Intelligent Systems was split up into even more development teams, one of which was formed by Metroid honcho Yoshio Sakamoto for a single purpose... planning a true Metroid sequel yet to be approved by Nintendo management, aimed squarely at the SNES.
The one shot group was named Team Shikamaru, and it held members from every other team inside R&D1 - it represented the very best talent they had. With Yokoi and R&D1 buried in endless Super Mario Land sequels Team Shikamaru continued its cause to create the Metroid Sakamoto had always dreamed of, and it'd turn out to be the biggest cartridge game ever made.

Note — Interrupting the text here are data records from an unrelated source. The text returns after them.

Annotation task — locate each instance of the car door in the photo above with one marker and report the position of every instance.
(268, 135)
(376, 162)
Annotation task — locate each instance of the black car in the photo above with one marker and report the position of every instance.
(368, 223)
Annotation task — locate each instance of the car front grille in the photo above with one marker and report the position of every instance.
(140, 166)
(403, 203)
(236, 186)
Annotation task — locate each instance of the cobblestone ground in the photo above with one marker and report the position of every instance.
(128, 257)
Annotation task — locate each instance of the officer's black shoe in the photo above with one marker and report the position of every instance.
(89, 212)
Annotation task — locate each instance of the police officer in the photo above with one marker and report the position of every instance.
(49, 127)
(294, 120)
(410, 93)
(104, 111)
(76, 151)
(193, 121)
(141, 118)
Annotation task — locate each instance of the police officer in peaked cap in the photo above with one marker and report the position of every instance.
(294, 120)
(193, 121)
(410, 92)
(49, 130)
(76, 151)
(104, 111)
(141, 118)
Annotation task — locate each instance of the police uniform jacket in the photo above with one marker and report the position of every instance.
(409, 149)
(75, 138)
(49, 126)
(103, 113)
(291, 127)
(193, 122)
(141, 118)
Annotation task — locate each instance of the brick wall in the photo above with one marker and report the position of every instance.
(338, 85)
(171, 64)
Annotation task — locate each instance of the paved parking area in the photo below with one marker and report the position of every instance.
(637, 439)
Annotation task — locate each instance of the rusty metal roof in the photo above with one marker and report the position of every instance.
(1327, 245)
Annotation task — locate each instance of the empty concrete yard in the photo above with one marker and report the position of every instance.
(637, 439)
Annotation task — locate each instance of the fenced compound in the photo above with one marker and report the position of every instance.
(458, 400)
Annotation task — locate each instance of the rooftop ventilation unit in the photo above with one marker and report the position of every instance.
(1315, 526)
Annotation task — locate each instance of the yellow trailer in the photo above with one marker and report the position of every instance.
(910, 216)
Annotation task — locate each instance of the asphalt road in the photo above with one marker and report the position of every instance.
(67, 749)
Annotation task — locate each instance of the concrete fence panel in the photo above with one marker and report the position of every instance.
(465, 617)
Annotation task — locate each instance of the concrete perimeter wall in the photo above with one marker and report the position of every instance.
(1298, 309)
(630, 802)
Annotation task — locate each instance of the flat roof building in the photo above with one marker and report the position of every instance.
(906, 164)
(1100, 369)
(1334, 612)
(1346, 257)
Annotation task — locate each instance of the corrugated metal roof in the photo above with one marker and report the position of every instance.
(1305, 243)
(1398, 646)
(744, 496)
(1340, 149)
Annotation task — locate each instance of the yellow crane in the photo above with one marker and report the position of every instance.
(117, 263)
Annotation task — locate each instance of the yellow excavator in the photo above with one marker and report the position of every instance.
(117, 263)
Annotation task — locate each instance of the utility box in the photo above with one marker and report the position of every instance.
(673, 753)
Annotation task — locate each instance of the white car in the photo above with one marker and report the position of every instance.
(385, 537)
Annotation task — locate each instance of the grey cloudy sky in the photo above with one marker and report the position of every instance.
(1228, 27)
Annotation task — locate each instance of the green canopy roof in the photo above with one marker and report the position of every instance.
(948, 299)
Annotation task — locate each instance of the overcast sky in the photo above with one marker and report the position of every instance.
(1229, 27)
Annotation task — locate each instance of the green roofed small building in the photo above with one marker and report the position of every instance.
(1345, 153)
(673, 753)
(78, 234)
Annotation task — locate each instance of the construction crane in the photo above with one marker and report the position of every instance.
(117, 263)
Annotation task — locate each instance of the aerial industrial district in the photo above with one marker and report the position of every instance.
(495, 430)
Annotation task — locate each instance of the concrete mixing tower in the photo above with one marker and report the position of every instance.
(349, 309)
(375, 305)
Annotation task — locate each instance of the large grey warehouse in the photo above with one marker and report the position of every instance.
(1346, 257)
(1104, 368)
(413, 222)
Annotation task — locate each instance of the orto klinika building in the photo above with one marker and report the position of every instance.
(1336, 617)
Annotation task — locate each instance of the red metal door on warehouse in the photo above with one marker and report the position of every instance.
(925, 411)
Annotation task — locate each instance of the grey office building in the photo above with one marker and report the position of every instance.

After the reasonable sales of the first two games it wasn't easy for Sakamoto to get the SNES Metroid off of the ground. Thanks to Nintendo's concerns over how well it would sell, the now-legendary instalment had its budget cut constantly and was almost cancelled three times due to the fact that, at the time, it was the biggest cartridge game ever made.
But just as the underdog series has been one for bad timing, it's also managed to defy all odds on more than one occasion. Sakamoto and his team managed to build a Metroid that didn't just surpass all expectations, but redefined 2D gaming completely.
From the moment the console powered on and moody red computer text sombrely announced "Metroid 3," the mood was back. Dead scientists littered the title screen, Samus's spared baby Metroid floating solo in a destroyed and corpse-littered lab.
In true Metroid fashion the pace - and tension - soon picked up and not but a few minutes into the game you encountered Ridley himself, before rushing to escape the self-destructing space station as it bellowed and exploded from within.
And just like the intro, Super Metroid did everything bigger; bigger story, bigger set-pieces, bigger bosses. The scramble to recover the galaxy's sole remaining Metroid - now in the hands of the dragon-like Ridley - took Samus back to the rebuilt pirate base of Zebes, with beautiful environments far beyond anything genre fans had seen.
Lava pits, jungle nightmares and underwater caves lay ahead in Samus' mission, and an updatable map, x-ray scans and tons of hidden areas took exploration to an entirely new level.
Suit upgrades included the Indiana Jones-style Grapple Beam, which allowed Samus to swing across chasms like a futuristic Tarzan, and new boots properly her through walls and obstructions at the speed of sound.
The game's non-linear design even gave birth to the fine tradition of speed running, as players competed to reach the end credits as quickly as possible by skipping areas or exploiting bugs.